Toss your mixed greens in the dressing and top with the catfish. Garnish with sliced peaches, roasted pecans, and roasted pepitas.


Pecans * contains vitamin E, calcium, magnesium, potassium, zinc, protein and fiber! The fat in pecans is 90% monounsaturated and 70% monounsaturated (the good kind). Vitamin E is a potent antioxidant. Studies have shown that pecans can lower cholesterol and thus are heart healthy! They also have been linked to reduced risk of breast cancer and weight loss.

Catfish * a lean source of protein that contains omega 3’s.

Peaches * a delicious source of vitamin A and C, niacin, and potassium.

Pepitas * contain fiber, manganese, magnesium, phosphorous, vitamin K, copper, iron, tryptophan, and healthy fats!

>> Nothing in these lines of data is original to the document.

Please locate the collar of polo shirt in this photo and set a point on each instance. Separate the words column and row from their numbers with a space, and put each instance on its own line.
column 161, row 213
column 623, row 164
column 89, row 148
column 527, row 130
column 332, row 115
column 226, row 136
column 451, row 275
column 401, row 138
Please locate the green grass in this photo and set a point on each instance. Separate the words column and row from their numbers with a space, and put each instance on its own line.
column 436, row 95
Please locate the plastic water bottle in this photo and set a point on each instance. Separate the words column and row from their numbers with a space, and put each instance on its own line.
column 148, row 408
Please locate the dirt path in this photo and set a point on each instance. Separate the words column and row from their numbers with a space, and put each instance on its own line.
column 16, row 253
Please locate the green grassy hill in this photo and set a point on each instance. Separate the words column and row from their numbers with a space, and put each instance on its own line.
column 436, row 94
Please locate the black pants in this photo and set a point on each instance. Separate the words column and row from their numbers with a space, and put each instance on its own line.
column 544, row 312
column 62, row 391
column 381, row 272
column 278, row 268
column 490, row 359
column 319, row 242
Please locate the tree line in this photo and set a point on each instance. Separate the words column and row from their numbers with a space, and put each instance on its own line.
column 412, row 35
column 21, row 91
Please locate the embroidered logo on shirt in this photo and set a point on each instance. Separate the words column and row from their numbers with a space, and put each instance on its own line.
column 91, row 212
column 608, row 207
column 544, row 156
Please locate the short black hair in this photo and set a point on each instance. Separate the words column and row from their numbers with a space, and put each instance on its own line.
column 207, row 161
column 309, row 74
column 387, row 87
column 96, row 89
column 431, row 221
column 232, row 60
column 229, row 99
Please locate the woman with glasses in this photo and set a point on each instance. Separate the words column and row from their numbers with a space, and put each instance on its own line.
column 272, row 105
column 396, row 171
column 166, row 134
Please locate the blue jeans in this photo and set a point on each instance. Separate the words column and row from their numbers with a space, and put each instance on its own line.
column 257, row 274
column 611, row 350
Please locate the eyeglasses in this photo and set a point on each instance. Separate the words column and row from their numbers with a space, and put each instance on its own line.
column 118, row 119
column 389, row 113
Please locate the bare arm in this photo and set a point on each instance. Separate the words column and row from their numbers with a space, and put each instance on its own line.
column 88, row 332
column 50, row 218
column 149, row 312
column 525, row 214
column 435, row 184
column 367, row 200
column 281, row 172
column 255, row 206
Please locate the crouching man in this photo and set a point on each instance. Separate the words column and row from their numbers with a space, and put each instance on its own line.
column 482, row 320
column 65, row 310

Honey Mustard Salad Dressing – the best.

I have a slight addiction to honey mustard salad dressing. It all started last year in the dorms at lunch. Often times, the only edible things were the salad bar and the soft serve machine (that incredible vanilla nectar probably powered 70% of my triathlon team workouts). The salad dressing I got literally everyday was the honey mustard. Over summer, I was looking for the certain brand that they bought and I finally found it at Costco. Looking at the ingredients, I was very sad and decided to make my own healthy version.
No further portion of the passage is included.